‘The album plays like a 90’s hip hop fiend’s wet dream…’
It was hard to pick an album for this piece, but that was only due to the fact that 2017 was another ridiculously good year for UK hip hop.
Honourable mentions must go to Children of Zeus, Melanin 9, Babylon Dead, Datkid, Jehst, Ed Scissor & Jam Baxter, Son of Sam, Benaddict and all the other artists who released solid projects this year. In the end, though, I went with an album that I have been returning to more than most – Landspeed by Ded Tebiase.
Boom bap is a genre that is routinely railed against by a lot of rap fans and while a lot of the ‘new’ material that is emerging can be weak and underwhelming, there are a few producers who are still able to capture your attention with that tried and tested headnod formula. Ded Tebiase is one of them and if his 2016 album, Seventy Five, didn’t already convince you of that, then Landspeed should fill in the gaps.
The album plays like a 90’s hip-hop fiend’s wet dream, with dusty drum loops aplenty, but also with enough contemporary twists to win over the more discerning new wave rap fans. As with its predecessor, there is a mix of instrumental and vocal tracks, but with more focus on the features side this time round. There is another appearance from fellow Bristol heads, Hozay and Axel Holy (Baileys Brown), as well as local legends, Sir Beanz OBE and Kelz.
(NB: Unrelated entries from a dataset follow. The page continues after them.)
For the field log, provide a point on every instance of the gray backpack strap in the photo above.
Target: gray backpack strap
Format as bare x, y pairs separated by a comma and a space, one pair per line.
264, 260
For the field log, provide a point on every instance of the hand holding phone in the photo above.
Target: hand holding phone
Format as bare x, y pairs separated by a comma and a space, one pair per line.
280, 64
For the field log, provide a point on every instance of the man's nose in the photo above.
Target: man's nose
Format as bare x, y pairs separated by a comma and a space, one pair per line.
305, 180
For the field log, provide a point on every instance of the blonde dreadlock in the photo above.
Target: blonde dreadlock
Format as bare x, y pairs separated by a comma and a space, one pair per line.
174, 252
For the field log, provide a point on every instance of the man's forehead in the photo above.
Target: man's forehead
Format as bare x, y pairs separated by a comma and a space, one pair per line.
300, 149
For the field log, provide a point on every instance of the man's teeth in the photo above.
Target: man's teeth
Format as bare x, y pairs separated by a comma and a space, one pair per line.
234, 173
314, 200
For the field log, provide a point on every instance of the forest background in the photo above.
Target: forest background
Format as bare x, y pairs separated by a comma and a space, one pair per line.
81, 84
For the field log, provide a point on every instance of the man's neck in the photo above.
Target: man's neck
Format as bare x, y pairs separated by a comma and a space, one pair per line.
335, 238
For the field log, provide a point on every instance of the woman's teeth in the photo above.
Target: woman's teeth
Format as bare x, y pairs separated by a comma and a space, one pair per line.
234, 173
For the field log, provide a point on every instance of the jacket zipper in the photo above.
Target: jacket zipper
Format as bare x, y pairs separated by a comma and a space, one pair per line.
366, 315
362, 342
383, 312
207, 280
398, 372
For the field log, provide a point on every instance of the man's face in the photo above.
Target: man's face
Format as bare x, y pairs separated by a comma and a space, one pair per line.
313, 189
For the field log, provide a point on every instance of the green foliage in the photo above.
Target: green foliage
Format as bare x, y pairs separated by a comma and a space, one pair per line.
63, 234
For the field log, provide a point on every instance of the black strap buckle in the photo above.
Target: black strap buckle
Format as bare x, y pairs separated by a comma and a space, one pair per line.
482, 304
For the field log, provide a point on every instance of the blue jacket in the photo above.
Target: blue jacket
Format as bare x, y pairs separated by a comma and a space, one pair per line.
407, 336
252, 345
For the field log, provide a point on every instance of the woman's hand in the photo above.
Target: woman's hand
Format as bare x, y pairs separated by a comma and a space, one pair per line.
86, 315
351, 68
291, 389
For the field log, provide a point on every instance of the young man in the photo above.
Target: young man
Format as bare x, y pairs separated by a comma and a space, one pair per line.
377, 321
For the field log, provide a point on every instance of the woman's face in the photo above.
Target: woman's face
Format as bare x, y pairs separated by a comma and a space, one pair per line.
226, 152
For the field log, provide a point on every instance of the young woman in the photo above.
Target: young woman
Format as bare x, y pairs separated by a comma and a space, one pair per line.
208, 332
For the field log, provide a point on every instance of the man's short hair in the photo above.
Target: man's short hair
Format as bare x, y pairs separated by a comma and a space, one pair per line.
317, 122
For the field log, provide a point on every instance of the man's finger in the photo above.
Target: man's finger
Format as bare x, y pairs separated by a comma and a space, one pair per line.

Da Flyy Hooligan makes a notable appearance on the excellently titled, Ferrari Loafers, alongside tight features from boom bap enthusiasts, Ash the Author and Parallax, on their respective tracks. There is also a tune with Benaddict, following on from a Ded produced highlight on the Garden of England LP earlier in the year. San Diego’s finest Veks is also on hand for the anthemic, Nine Six Shit.
And as if it wasn’t enough to create such a stunning bit of art for us humble hip-hop lovers, Ded and Village Live announced that the proceeds from the sales of Landspeed would be donated to the charity, Pancreatic Cancer UK. That’s a pretty damn nice thing to do, especially considering they are an independent record label with tight budgets.
So yeah, all this led Landspeed to end up in mine and Offie Mag’s Top 10 British rap albums of 2017 and I hope it works its way into regular rotation with all of you as well.